Unix Programming - Internationalization

Internationalization

An in-depth discussion of code internationalization — designing software so the interface readily incorporates multiple languages and the vagaries of different character sets — would be out of scope for this book. However, a few lessons for good practice do stand out from Unix experience.

First, separate the message base from the code . Good Unix practice is to separate the message strings a program uses from its code. so that message dictionaries in other languages can be plugged in without modifying the code.

The best-known tool for this job is GNU gettext, which requires that you wrap native-language strings that need to be internationalized in a special macro. The macro uses each string as a key into per-language dictionaries which can be supplied as separate files. If no such dictionaries are available (or if they are but the string lookup does not return a match), the macro simply returns its argument, implicitly falling back on the native language in the code.

While gettext itself is messy and fragile as of mid-2003, its general philosophy is sound. For many projects, it is possible to craft a lighter-weight version of this idea with good results.

Second, there is a clear trend in modern Unixes to scrap all the historical cruft associated with multiple character sets and make applications natively speak UTF-8, the 8-bit shift encoding of the Unicode character set (as opposed to, say, making them natively speak 16-bit wide characters). The low 128 characters of UTF-8 are ASCII, and the low 256 are Latin-1, which means this choice is backward-compatible with the two most widely used character sets.
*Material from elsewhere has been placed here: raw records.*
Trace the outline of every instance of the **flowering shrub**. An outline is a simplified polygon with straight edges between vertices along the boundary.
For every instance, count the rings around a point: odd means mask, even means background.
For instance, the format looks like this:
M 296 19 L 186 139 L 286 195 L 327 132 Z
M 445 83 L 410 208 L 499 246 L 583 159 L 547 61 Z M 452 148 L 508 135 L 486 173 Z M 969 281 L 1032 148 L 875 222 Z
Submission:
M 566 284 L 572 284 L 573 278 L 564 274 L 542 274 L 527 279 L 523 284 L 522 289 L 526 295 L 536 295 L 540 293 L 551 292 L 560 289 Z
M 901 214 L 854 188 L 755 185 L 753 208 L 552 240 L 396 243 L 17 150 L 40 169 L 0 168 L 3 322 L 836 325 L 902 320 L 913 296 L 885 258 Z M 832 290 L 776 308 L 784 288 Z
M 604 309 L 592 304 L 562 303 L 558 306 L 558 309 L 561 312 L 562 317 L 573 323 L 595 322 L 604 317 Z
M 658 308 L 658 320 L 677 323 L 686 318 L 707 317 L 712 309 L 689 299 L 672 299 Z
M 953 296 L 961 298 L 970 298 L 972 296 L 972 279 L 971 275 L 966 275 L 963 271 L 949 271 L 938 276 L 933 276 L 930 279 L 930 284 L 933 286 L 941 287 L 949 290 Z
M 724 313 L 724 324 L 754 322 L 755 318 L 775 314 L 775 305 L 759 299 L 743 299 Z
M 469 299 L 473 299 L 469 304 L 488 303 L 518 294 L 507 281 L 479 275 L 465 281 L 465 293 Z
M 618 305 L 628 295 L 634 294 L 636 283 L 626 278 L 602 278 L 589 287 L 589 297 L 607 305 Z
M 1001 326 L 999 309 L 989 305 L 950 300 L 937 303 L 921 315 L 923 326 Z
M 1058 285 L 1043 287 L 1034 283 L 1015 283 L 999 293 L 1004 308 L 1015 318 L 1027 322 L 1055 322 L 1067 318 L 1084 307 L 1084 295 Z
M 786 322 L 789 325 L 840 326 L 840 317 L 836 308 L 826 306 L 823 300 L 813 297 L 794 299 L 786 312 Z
The fact that XML and Java have made this choice helps, but the momentum is present even where XML and Java are not.

Third, beware of character ranges in regular expressions. The element [a-z] will not necessarily catch all lower-case letters if the script or program it's in is applied to (say) German, where the sharp-s or character is considered lower-case but does not fall in that range; similar problems arise with French accented letters. Its safer to use [[:lower:]]. and other symbolic ranges described in the POSIX standard.